Even if one chooses to hold precious metals in the form of a futures contract or ETF, these costs are still priced in.
Gold and silver are structurally contango markets, meaning that the futures price curve is tilted upwards to reflect these costs over time.
If you take a given investment, say $1 million each, silver will take more volume in a safe depository than gold. A million dollars will buy you about 35,700 troy ounces of silver at a price of about $28, while a million dollars will buy you 500 ounces of gold at about $2,000 an ounce. That's about 2,500 pounds or 1,100 kilograms of silver (versus 35 pounds or about 16 kilograms for gold).
In other words, silver will take up about 70 times more space and weight for the same value. This increases the associated storage costs and also makes it more expensive to transport. It will also be reflected in the relative steepness of the silver futures curve or in the price of an ETF backed by these contracts, all else being equal.
Diversification
As mentioned earlier in the article, given the industrial use of silver, gold offers a diversification advantage over silver and thus a link to the business cycle. The industrial use of gold is low, while the industrial demand for silver can influence prices in conjunction with positive developments for the business cycle.
This gives gold a lower correlation to all other asset classes.
Central banks buy gold to diversify their currency exposure to USD, EUR, JPY and other schemes. However, they are not buyers in the silver market. There are a lot of traders in https://exness-ar.com/tatbiq-exness-trader/ who influence the market as well.

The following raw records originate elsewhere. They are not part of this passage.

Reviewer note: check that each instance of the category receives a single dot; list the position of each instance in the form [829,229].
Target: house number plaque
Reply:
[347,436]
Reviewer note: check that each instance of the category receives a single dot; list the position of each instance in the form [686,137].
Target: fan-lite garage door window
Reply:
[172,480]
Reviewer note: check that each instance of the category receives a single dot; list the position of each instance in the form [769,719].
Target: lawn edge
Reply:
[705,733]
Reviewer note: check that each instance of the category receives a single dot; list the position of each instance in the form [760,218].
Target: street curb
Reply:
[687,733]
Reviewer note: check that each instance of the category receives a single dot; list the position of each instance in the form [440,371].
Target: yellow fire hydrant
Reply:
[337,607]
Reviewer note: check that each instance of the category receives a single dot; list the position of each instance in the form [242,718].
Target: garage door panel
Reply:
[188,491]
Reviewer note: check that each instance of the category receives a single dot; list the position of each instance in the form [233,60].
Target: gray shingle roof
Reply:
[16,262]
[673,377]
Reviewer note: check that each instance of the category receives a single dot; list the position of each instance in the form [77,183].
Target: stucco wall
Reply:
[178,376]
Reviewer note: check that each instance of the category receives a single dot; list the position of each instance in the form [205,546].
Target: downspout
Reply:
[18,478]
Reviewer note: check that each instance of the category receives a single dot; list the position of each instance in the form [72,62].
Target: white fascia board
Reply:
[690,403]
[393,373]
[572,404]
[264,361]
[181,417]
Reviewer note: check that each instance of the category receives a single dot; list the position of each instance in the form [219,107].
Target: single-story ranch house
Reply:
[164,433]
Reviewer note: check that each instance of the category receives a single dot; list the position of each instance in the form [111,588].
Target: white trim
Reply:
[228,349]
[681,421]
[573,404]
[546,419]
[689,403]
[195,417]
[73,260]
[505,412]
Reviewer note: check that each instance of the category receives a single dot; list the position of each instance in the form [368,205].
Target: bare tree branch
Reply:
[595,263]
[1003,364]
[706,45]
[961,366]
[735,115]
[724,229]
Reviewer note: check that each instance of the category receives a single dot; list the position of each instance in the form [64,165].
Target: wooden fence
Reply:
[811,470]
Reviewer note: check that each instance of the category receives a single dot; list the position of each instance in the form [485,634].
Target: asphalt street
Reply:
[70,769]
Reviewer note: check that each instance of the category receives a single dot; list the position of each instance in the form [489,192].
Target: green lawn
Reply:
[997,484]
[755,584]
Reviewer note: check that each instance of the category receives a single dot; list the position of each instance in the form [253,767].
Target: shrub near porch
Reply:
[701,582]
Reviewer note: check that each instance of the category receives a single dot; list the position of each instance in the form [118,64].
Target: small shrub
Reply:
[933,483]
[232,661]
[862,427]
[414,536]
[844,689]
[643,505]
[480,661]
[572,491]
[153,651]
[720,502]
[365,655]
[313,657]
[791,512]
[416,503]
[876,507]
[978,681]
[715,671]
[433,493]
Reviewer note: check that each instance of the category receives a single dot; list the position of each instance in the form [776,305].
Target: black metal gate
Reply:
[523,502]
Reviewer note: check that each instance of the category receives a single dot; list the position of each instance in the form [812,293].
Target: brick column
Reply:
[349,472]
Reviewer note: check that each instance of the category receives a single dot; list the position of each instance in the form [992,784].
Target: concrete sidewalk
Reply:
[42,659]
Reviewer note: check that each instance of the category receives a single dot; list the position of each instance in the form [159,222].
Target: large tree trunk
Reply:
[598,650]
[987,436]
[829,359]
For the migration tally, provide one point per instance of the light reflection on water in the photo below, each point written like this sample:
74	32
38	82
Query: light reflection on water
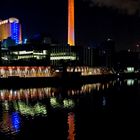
19	104
71	126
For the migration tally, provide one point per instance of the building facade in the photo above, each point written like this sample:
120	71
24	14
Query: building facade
11	28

Conclusion on silver trading:
Silver is part of a monetary history that goes back thousands of years. People have placed a value on silver and other precious metals, and it has been woven into culture and society around the world.
Although economic rates have not treated gold and silver to any great extent since the US went off the gold standard in 1971, it remains an important reserve asset.
It is still under-owned by many investors. As equities have performed relatively well since the financial crisis, people stick with what has performed well and tend to undervalue other asset classes.
With developed economies in difficult situations financially and monetarily, gold and silver are likely to play a bigger role in the future.
Nominal interest rates are zero or negative across the developed world. Real interest rates are negative. Investors are using precious metals as a means of hedging.
With cash and bonds yielding nothing and equities not yielding much more, this means more room for alternative asset reserves as we look to the future.
Gold is the main asset that economies turn to as a support for the currency when fiat currencies lose their value. Silver has also historically had some value in this regard.
It acts as a form of diversification into different currency systems that we go through throughout history.
In one's portfolio, a silver allocation of about 1-2 per cent of the total allocation (and about ~10 per cent for gold) might be a reasonable target.